David started with the onion soup again, with croutons and melted cheese on top.His main course was sauerkraut with "haddock." Too late, we remembered that the French call fresh haddock "aiglefin." When they say "haddock," they mean finnan haddie, smoked haddock. Fortunately, he likes that as well. That's it at the right, leaning on a mound of sauerkraut (laced with all sorts of aromatic seeds: juniper berries, carraway, cumin, mustard). Beside it, a boiled potato and around it a pool of beurre blanc (a sauce with the flavors of hollandaise but much thinner and flavored with shallots).
My main course was "sauerkraut of the sea," braised sauerkraut topped with salmon, "haddock," daurade, and a big pink shrimp (for an extra 15 euros, I could have had them add half a lobster). I also got boiled potatoes and beurre blanc. It was all topped with a tangle of parsley and dill. It was all perfectly delicious, but neither of us could finish all that sauerkraut; we must have gotten close to a pound each.
For dessert, David chose the special, a large millefeuille (Napoleon).
I picked the crêpes flambées au Grand Marnier. At the left is the burner on the sideboard where the waiter sautéed my crepes in butter and sugar cubes that had been rubbed over an orange rind to soak up the oil. He then squeezed some of the orange juice into the pan, pour in Grand Marnier, right from the bottle, and flamed the whole thing. Only then did he step out of the way to let the flames subside and to let me get this photo of the flames.

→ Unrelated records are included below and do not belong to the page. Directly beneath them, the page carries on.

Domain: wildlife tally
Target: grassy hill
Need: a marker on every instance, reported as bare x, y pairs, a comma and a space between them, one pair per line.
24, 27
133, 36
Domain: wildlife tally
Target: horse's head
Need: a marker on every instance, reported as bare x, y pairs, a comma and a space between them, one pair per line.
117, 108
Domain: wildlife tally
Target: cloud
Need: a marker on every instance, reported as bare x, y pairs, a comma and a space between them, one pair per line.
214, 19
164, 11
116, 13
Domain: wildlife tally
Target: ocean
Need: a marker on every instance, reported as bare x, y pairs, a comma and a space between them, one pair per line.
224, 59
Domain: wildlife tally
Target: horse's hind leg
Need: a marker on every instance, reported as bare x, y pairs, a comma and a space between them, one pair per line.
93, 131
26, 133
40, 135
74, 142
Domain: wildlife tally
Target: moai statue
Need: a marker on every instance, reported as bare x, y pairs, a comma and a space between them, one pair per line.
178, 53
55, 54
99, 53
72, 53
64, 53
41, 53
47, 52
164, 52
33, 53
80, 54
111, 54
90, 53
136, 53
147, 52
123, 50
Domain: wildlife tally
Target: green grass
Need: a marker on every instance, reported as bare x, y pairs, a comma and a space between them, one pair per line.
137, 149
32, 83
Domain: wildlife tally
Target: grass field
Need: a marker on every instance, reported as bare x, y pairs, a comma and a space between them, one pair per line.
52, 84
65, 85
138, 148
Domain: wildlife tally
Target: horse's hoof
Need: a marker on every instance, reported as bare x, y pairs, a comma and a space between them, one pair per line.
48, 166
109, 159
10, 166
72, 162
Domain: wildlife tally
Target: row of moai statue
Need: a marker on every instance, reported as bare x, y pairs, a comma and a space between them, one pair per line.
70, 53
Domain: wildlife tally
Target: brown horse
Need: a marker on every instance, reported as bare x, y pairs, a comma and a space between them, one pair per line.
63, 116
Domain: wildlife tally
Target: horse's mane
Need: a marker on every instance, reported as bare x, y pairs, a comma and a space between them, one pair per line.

On a similar burner to the left of this one, he kept a large skillet warm for two guys who had ordered the "traditional" "choucroute garni": sauerkraut topped with pork chine, smoked cumin sausages, white sausages, smoked pork breast, and pork hock. He piled some of everything on each guys plate, then kept the rest warm for seconds.
At the right is my plate of crépes, a little thicker and more substantial than some, and still pretty alcoholic, despite the flaming, but strongly flavored with caramelized orange and entirely delicious. I even ate the orange slice, peel and all.